Garth Drabinsky’s life has had as much drama and intrigue as the many plays he has produced. He reached lofty heights by building one of the largest entertainment empires in the country. But he took a huge fall when it was revealed he had committed fraud.
Dranbinsky was born in Toronto in 1949 to an engineer father. He contracted polio at the age of three, and was forced to undergo a number of painful operations. The ordeal left him with a limp.
He fell in love with the theatre while still a high school student watching Moliere’s The Imaginary Invalid, but he pursued a law degree at the University of Toronto, graduating in 1973.
Drabinsky was called to the bar in 1975 but couldn’t stay away from the theatre. He became involved in film and theatre production, producing the 1977 Christopher Plummer film The Silent Partner.
In 1979, Drabinsky turned a parking garage under the Eaton Centre into an 18-screen movie theatre, the largest multi-screen complex in the world at the time. The complex also broke the mould with its marble floors and tuxedoed staff.
The entrepreneur would later introduce innovations such as computerized ticket sales for early purchase and airing previews before films.
Cineplex Odeon
Drabinsky would go on to buy Odeon Theatres in 1984 and turn it in to Cineplex Odeon, which would become the largest movie chain in North America.
He purchased the Toronto movie complex Imperial Six from Famous Players two years later, along with business partner Myron Gottlieb. Hidden inside the complex was the Pantages Theatre.
The pair restored the theatre to its 1930s grandeur and re-opened it in September 1989, showing Andrew Lloyd Webber’s The Phantom of the Opera.
Three months later, American entertainment company MCA ousted the pair from the board of Cineplex. MCA had purchased a 49.7 per cent stake in the company several years before.
MCA criticized the accounting of Cineplex after the removal of Drabinsky and Gottlieb, but there was no investigation into the matter.
Livent
The two took their remaining assets – The refurbished Pantages Theatre and the Canadian rights to Webber’s Phantom – and started Live Entertainment Corporation of Canada, or Livent.

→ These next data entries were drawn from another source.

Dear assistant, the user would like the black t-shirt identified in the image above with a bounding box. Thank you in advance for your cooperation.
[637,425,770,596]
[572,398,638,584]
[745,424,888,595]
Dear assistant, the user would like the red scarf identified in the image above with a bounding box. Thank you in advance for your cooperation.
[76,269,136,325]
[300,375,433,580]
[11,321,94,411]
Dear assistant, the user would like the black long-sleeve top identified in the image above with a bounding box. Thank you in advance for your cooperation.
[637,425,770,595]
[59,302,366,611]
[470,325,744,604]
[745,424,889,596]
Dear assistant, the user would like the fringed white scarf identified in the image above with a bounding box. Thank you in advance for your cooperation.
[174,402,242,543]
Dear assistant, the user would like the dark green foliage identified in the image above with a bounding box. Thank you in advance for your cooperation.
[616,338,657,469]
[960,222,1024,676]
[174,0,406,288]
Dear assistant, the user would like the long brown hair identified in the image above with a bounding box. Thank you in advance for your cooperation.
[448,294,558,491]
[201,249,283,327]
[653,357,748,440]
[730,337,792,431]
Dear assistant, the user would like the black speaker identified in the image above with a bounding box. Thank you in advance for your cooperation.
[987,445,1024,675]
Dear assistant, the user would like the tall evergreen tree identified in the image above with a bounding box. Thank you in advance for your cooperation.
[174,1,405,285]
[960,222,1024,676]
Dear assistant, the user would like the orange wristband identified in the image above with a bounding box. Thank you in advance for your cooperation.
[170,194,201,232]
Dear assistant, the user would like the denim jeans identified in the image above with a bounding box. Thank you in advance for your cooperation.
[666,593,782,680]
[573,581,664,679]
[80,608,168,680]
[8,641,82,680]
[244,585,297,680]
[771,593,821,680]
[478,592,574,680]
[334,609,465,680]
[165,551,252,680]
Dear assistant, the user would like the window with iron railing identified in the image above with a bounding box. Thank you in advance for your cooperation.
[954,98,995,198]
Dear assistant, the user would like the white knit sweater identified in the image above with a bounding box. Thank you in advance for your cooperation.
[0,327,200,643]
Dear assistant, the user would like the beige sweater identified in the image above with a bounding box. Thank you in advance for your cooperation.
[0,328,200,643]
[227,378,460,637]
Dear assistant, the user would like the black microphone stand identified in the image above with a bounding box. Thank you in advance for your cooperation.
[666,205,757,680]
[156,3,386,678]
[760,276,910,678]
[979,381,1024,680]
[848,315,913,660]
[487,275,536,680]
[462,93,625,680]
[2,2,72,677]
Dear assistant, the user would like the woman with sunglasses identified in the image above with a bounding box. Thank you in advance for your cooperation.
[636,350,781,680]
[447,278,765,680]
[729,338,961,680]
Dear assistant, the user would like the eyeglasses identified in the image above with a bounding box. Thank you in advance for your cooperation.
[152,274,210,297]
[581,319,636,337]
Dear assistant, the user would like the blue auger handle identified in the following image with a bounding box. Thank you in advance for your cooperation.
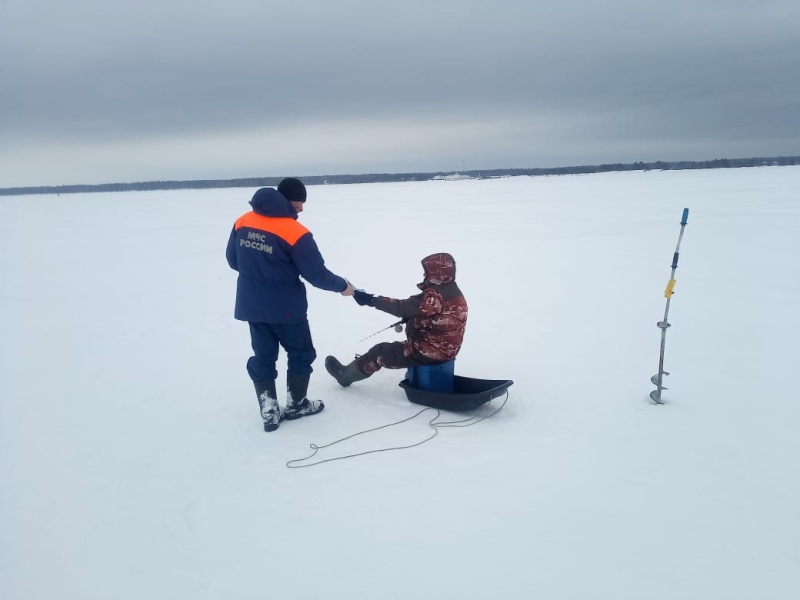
[681,208,689,226]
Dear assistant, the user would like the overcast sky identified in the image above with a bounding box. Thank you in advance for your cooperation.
[1,0,799,187]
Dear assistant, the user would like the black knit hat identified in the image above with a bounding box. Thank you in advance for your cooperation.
[277,177,307,202]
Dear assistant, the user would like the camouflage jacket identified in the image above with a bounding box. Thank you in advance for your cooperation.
[373,253,468,362]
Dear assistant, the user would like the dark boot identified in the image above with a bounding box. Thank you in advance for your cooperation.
[284,373,324,420]
[254,380,282,432]
[325,356,370,387]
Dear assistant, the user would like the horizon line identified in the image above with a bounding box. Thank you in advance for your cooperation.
[2,154,799,196]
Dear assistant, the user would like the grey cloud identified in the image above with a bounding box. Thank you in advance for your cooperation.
[1,0,799,185]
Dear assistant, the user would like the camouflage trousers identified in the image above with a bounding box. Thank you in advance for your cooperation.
[356,341,442,375]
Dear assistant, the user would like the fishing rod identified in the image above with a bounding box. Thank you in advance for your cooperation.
[650,208,690,404]
[351,286,405,343]
[356,319,405,344]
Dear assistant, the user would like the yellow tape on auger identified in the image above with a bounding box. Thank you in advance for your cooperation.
[664,278,676,298]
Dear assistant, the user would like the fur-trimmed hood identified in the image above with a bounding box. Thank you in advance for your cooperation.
[418,253,456,288]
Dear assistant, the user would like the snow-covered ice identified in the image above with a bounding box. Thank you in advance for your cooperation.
[2,166,798,599]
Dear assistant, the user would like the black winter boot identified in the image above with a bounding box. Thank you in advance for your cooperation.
[284,373,324,420]
[325,356,370,387]
[254,380,282,432]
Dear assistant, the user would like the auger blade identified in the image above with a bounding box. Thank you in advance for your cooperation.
[650,372,670,388]
[650,372,669,403]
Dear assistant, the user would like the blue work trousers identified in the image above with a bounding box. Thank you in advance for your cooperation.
[246,321,316,382]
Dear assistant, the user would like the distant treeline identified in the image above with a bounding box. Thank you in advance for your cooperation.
[2,155,798,197]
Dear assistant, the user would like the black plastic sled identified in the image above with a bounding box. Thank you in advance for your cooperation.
[399,362,514,412]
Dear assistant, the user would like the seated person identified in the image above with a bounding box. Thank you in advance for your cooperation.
[326,253,468,386]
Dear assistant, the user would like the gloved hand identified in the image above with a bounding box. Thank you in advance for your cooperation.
[353,289,375,307]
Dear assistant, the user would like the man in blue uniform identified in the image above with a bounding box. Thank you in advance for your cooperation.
[226,177,354,432]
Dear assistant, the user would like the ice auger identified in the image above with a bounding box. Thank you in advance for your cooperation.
[650,208,689,404]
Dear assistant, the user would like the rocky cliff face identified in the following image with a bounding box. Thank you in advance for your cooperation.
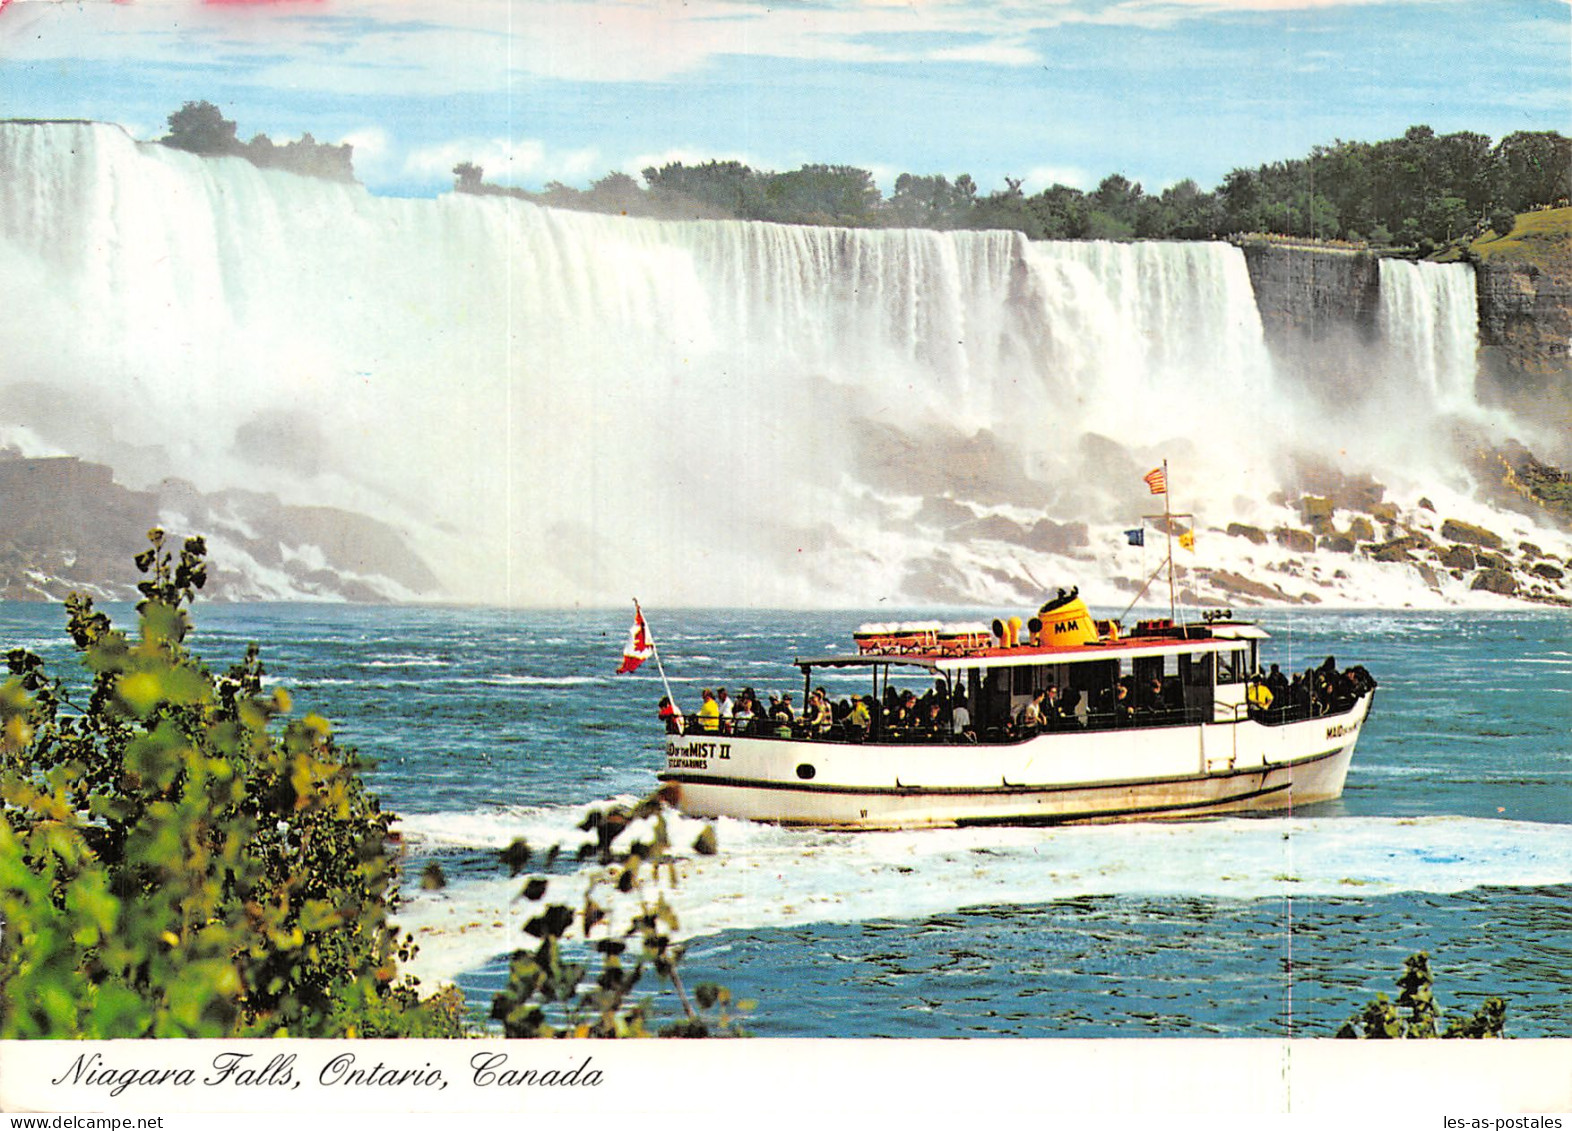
[1235,240,1384,396]
[1473,223,1572,440]
[0,453,438,602]
[1237,240,1383,344]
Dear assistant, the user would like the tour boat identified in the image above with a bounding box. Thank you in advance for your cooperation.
[656,593,1376,830]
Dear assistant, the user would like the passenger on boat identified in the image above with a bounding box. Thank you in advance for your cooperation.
[697,688,721,733]
[768,691,795,737]
[716,687,734,734]
[1312,657,1340,715]
[1055,685,1081,727]
[658,696,685,734]
[1019,689,1047,734]
[923,699,946,739]
[1246,675,1274,714]
[1266,664,1289,702]
[1138,676,1166,719]
[733,690,756,734]
[1289,670,1313,718]
[951,696,974,742]
[806,688,834,735]
[847,695,871,741]
[773,692,796,724]
[1114,679,1135,726]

The company began staging lavish productions, such as Showboat which cost the company $700,000 U.S.a week to put on. The trial for the two ex-producers later revealed the extent of the accounting fraud that was going on at the time. Millions of dollars in losses were readjusted to show millions in profits to boost the confidence of investors.
Over the next eight years, Livent produced such Canadian and Broadway hits as Kiss of the Spider Woman, Ragtime and Fosse. The shows generated a total of 19 Tony awards, including the 1994 award for Best Musical for Kiss of the Spider Woman, which Drabinsky accepted himself.
In 1998, a controlling stake of Livent was purchased by a group of American investors led by Hollywood agent Michael Ovitz. The group soon realized that Livent was in serious financial trouble, and Drabinsky and Gottlieb were fired on August 13, mere hours before the premiere of Fosse.
Four months later the company was bankrupt and the pair was charged with 16 counts of securities fraud and conspiracy. Drabinsky stayed in Canada and continued to work but, in 2002, the U.S. indictment was placed on hold as Drabinsky and Gottlieb were criminally charged in Canada.
The trial began in May 2008, with the defence arguing that lower-level Livent employees were responsible for the fraud. In March, the business partners were found guilty of fraud and forgery.